Privacy-Respecting Type Error Telemetry at Scale
Posted on 02 February 2024.Thesis: Programming languages would benefit hugely from telemetry. It would be extremely useful to know what people write, how they edit, what problems they encounter, etc. Problem: Observing programmers is very problematic. For students, it may cause anxiety and thereby hurt their learning (and grades). For professionals too it may cause anxiety, but it can also leak trade secrets.
One very partial solution is to perform these observations in controlled settings, such as a lab study. The downside is that it is hard to get diverse populations of users, it’s hard to retain them for very long, it’s hard to pay for these studies, etc. Furthermore, the activities they perform in a lab study may be very different from what they would do in real use: i.e., lab studies especially lack ecological validity when compared against many real-world programming settings.
We decided to instead study a large number of programmers doing their normal work—but in a privacy-respecting way. We collaborated with the Roblox Studio team on this project. Roblox is a widely-used platform for programming and deploying games, and it has lots of users of all kinds of ages and qualifications. They range from people writing their first programs to developers working for game studios building professional games.
In particular, we wanted to study a specific phenomenon: the uptake of types in Luau. Luau is an extension of Lua that powers Roblox. It supports classic Lua programs, but also lets programmers gradually add types to detect bugs at compile time. We specifically wanted to see what kind of type errors people make when using Luau, with the goal of improving their experience and thereby hopefully increasing uptake of the language.

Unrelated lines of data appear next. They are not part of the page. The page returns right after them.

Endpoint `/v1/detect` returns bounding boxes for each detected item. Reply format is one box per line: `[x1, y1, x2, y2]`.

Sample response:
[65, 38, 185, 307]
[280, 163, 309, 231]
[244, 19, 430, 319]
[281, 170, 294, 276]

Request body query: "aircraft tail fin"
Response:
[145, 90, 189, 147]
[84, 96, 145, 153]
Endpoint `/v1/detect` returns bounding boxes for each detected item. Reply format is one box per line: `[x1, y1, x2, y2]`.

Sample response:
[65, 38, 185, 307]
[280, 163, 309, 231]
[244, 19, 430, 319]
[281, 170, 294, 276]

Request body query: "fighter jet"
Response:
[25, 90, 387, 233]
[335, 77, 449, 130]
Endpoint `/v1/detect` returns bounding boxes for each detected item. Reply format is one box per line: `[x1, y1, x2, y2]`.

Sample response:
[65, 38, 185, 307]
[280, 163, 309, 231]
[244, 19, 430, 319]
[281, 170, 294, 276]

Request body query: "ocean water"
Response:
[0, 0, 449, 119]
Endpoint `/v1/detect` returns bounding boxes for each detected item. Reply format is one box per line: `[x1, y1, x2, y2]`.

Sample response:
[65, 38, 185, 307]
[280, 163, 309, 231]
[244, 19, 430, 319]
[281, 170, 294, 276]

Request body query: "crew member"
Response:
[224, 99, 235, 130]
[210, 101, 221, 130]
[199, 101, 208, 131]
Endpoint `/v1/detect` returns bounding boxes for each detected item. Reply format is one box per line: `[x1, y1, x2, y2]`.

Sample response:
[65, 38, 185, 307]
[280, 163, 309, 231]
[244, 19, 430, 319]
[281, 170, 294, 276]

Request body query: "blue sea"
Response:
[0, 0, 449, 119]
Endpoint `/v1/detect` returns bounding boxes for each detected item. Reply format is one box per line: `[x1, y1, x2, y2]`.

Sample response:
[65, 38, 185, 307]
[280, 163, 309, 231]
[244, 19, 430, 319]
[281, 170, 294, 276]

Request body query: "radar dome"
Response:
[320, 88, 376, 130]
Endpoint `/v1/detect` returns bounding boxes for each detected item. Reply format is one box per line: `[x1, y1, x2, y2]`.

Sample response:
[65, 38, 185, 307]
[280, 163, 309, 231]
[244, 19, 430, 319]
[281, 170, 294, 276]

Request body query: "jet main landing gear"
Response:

Privacy-respecting telemetry sounds wonderful in theory but is very thorny in practice. We want our telemetry to have several properties:
-
It must not transmit any private information. This may be more subtle than it sounds. Error messages can, for instance, contain the names of functions. But these names may contain a trade secret.
-
It must be fast on the client-side so that the programmer experience is not disrupted.
-
It must transmit only small amount of data, so as not to overload the database servers.
(The latter two are not specific to privacy, but are necessary when working at scale.)
Our earlier, pioneering work on error message analysis was able to obtain a large amount of insight from logs. As a result of the above constraints, we cannot even pose many of the same questions in our setting.
Nevertheless, we were able to still learn several useful things about Luau. For more details, see the paper. But to us, this project is at least as interesting for the questions it inspires as for the particular solution or the insights gained from it. We hope to see many more languages incorporate privacy-respecting telemetry. (We’re pleased to see the Go team also thinking about these issues, as summarized in Russ Cox’s transparent telemetry notes. While there are some differences between our approaches, our overarching goals and constraints are very much in harmony.)